Cache misses with an unchanged system digest — the system prompt is the same, but caching still failed. This usually means the conversation history changed in a way that broke the cache prefix — for example, a message was dropped or reordered during context assembly. Check the pipeline flow and the dropped messages badge.
Large negative deltas at the Limited stage — messages are being dropped to fit the context window. The agent is losing earlier conversation history, which can lead to degraded performance or repeated work.

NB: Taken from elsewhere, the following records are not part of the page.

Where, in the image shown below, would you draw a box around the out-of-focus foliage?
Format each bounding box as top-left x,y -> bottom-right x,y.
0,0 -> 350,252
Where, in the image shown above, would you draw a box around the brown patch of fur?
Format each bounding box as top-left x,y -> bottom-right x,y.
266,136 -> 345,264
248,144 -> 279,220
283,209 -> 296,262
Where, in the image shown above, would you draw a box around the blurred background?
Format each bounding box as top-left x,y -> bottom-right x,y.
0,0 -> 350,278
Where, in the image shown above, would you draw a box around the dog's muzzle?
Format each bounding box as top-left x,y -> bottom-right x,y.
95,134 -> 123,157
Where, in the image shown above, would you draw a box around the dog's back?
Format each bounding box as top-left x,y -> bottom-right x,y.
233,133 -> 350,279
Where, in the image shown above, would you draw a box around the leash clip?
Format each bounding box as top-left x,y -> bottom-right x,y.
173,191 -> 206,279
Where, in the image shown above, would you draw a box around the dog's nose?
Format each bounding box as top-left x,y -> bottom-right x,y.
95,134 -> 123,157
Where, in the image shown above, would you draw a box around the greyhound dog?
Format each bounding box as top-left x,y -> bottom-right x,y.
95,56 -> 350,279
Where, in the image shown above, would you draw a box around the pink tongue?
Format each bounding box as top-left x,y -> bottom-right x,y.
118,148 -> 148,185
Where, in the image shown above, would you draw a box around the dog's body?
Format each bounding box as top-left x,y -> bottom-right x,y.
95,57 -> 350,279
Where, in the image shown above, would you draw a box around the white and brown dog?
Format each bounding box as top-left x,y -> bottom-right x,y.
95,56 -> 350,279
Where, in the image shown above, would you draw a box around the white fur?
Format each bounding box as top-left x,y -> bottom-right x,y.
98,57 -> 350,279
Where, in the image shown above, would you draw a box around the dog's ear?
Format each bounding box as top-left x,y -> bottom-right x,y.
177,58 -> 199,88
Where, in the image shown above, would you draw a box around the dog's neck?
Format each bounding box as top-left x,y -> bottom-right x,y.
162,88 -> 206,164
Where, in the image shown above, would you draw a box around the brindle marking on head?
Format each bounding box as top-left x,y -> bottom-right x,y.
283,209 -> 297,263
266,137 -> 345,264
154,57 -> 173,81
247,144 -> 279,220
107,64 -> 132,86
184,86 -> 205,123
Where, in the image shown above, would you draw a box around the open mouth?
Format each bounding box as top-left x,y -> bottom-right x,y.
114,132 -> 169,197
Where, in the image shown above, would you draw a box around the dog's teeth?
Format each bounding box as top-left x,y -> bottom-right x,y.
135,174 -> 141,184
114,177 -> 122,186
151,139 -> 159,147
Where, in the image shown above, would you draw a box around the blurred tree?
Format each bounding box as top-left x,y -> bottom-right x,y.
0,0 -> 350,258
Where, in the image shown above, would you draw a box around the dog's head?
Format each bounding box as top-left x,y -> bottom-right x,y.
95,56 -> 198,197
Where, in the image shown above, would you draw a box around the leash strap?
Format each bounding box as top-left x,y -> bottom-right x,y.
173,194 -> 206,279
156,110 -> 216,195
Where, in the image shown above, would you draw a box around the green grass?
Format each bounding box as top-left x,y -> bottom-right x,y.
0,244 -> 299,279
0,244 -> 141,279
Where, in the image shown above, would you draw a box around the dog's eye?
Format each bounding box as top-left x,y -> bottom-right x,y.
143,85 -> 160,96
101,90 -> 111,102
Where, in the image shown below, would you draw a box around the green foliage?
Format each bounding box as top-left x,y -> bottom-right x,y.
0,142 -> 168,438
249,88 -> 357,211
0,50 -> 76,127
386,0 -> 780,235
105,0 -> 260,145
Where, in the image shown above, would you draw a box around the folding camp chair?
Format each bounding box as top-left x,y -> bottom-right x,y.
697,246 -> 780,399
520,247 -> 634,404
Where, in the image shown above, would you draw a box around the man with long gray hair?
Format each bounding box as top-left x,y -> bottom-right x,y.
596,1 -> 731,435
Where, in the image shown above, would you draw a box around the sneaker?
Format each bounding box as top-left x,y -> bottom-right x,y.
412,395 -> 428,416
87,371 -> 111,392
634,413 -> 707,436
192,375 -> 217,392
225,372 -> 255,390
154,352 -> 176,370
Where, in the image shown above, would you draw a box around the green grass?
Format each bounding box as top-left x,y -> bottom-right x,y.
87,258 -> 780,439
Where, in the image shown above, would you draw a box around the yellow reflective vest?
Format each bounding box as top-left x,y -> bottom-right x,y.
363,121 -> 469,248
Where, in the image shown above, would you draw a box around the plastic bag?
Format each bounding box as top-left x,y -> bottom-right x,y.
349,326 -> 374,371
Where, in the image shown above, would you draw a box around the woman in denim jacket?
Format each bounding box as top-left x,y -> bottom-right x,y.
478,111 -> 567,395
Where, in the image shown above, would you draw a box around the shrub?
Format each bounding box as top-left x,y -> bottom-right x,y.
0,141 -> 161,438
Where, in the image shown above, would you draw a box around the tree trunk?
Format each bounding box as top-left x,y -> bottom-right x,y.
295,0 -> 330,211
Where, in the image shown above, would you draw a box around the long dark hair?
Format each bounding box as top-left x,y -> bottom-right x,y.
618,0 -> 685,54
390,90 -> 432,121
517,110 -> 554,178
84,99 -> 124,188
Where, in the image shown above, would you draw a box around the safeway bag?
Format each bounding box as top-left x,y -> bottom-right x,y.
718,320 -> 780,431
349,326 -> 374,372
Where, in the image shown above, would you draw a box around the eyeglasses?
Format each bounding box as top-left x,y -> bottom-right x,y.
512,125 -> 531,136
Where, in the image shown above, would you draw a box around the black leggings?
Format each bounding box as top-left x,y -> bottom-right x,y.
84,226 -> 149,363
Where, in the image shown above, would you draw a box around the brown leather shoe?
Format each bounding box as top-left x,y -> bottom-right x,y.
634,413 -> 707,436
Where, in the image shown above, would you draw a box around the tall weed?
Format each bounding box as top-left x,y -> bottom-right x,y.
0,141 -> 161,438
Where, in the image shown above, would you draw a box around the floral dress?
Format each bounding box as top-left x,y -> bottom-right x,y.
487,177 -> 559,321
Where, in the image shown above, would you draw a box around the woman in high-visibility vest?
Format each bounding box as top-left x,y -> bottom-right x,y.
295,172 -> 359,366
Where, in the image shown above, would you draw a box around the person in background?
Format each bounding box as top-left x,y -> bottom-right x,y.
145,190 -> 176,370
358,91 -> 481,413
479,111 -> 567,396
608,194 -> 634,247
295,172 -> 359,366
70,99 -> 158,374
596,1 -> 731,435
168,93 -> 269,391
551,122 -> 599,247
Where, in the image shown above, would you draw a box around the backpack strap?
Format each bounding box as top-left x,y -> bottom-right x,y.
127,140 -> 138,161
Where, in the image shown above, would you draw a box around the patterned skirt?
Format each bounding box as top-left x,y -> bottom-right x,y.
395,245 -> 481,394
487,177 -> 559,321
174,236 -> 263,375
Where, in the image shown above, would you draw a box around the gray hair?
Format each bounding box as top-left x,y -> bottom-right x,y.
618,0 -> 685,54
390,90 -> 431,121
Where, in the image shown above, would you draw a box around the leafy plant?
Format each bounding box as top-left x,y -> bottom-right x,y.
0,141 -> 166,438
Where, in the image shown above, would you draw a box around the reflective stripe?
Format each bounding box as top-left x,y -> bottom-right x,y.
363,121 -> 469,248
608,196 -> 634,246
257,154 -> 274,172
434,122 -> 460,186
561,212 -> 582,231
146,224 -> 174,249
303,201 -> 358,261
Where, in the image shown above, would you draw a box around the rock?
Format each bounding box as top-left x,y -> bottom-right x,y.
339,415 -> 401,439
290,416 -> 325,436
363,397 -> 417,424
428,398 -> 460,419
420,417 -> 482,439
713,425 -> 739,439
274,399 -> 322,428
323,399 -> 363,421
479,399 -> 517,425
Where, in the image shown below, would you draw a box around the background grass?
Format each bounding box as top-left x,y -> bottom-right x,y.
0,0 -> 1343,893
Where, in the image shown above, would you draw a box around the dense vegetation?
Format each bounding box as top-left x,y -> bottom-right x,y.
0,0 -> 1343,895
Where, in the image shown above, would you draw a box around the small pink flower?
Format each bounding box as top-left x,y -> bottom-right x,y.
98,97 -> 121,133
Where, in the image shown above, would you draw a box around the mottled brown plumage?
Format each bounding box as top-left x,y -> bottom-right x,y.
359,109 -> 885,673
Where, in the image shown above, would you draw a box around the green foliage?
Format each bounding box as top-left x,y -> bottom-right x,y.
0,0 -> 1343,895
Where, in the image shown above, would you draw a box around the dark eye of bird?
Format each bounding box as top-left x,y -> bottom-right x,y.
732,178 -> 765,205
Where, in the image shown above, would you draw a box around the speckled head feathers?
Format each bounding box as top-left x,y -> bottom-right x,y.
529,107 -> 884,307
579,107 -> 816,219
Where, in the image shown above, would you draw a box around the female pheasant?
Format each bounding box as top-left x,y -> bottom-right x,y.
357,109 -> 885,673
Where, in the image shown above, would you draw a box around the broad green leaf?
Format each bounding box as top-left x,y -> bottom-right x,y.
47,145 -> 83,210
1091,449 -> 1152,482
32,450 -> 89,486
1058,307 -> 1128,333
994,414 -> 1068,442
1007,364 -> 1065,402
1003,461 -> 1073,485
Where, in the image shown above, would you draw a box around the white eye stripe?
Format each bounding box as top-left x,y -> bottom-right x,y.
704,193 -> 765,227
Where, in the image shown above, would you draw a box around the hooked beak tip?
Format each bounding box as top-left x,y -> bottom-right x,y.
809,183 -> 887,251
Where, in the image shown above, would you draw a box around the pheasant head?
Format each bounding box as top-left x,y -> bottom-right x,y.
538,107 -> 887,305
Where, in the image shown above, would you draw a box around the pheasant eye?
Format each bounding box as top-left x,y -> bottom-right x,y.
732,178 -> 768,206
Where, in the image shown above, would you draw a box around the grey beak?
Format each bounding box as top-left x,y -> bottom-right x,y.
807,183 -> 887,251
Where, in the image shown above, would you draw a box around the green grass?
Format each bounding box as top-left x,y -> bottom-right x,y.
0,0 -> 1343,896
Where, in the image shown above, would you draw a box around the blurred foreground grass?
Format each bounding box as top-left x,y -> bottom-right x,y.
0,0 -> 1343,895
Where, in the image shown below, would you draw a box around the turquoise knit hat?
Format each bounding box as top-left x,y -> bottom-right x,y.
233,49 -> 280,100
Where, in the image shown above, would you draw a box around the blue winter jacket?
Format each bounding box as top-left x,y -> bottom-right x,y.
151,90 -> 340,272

Rising token cost with stable content — if the prompts look similar but cost keeps climbing, check the turn usage section. The conversation history grows naturally as the session progresses, but a sudden jump often means large tool outputs were injected into the context.
Empty state
If no cache trace data is available for the selected session, the page shows a “No cache trace data” message. If cache trace is not enabled at all, an unavailable banner appears with instructions on how to enable it.